Traditional diffs are still useful, and PromptLedger keeps all previous diff modes.
v0.3 adds a new summary‑oriented mode:
promptledger diff --id onboarding --from 7 --to 9 --mode summaryThis produces a heuristic, rule‑based semantic summary instead of a raw line diff.
Design Goals for the Summary
- Local – no network calls
- Deterministic – same input → same output
- Transparent – rules are visible in the source
- Intentionally conservative – only says something when the change is clear enough
Current summary categories include:
- Tone changes
- Tighter or looser constraints
- Output format changes
- Broader vs. more specific prompts
- Safety wording changes
- Length requirement changes
- Refusal or policy wording changes
The summary is not meant to replace reading the actual prompt. Using an external model for review would introduce network dependence, nondeterministic behavior, more configuration, harder testing, and less trust in the output—exactly the opposite of PromptLedger’s philosophy.
Exporting Reviews
Another practical gap was sharing review output. Reading a diff in the terminal is fine, but you often need a portable document.
promptledger export review \
--id onboarding \
--from prod \
--to staging \
--format md \
--out review.mdThe exported Markdown is deterministic and structured, containing:
- Title
- Compared refs
- Semantic summary
- Text‑diff note
- Metadata changes
- Warnings
- Label information
- A reviewer‑notes placeholder
This makes PromptLedger more useful in real workflows without adding any collaboration backend—the file is still just a file.
Metadata‑Aware Reviews
Prompt text is only part of the story. A release change may also involve metadata updates such as:
reasonauthortagsenvmetrics
Earlier versions could already diff metadata, but v0.3 makes metadata changes part of the review object itself. This matters because some changes are metadata‑only.
Warning Flags
v0.3 adds simple warning flags for cases such as:
- Comparing the same version to itself
- Environment changes
- Metadata‑only changes
- Policy or refusal wording changes that may affect behavior drift
These warnings are not dramatic; for example, a wording change around refusal or safety does not automatically mean the prompt got worse, but it probably means a reviewer should read it more carefully.
API Improvements
The review workflow is not just a CLI feature. The Python API now exposes review results as structured domain objects rather than just formatted strings. Callers can programmatically access:
- Resolved refs
- Semantic summary items
- Metadata changes
- Warnings
- Notes
- Label context
This keeps the CLI and the API aligned while also making formatting a separate concern. The separation turned out to be one of the cleaner changes in this version:
- Review logic lives in one place
- Rendering logic lives elsewhere
- Markdown export and terminal rendering both use the same review result
UI Updates
The Streamlit UI remains read‑only, but the comparison view now surfaces review information more clearly:
- Semantic summary
- Warnings
- Metadata diff
- Side‑by‑side prompt comparison
- Line diff
This keeps the UI aligned with the CLI review flow without turning it into an editor—the constraint still matters.
What didn’t change
Just as important as the new features is what was left out. v0.3 does not add:
- A hosted registry
- Prompt execution APIs
- Agent tooling
- Telemetry pipelines
- Tracing dashboards
- Cloud sync
- Automatic scoring
- Evaluation harnesses
There are already plenty of tools going in those directions. PromptLedger is still trying to do one narrower thing well:
Store, version, and review prompts locally—nothing more, nothing less.
Release Highlights
- Review workflow – No need to turn the database into something more complicated.

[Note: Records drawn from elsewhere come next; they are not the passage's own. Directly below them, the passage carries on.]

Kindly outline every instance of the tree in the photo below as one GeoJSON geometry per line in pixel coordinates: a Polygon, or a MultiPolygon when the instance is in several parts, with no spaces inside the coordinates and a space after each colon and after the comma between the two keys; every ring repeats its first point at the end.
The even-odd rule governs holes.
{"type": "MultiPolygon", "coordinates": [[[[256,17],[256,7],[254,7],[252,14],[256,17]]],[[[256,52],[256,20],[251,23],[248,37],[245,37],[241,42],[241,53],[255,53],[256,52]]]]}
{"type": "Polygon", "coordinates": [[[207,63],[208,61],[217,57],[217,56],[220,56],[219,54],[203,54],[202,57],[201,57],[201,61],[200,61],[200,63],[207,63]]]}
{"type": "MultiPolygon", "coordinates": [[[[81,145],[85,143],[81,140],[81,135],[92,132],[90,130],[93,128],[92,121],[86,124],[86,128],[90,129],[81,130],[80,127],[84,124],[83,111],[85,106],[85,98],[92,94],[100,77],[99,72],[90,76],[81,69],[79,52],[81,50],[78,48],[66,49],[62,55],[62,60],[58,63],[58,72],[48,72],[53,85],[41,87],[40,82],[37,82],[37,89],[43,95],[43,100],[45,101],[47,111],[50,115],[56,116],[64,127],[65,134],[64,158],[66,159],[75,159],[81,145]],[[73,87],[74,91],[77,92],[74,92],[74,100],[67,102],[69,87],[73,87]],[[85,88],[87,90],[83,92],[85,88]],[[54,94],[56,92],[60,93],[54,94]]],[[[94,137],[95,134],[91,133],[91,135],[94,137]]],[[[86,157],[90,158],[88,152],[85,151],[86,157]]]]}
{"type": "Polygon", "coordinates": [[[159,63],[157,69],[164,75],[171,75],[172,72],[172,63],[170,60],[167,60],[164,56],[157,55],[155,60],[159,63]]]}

- SQLite remains the single source of truth, keeping the implementation smaller and the migration story simpler.
- Not every useful feature requires a bigger schema.
v0.3 Overview
The release did not try to make PromptLedger smarter in a flashy way; it stays more reviewable.
The result is still a local tool, but now it is easier to answer a more realistic question:
“What changed?” → “How should I review this change before I move it forward?”
This is a better place for the project to be.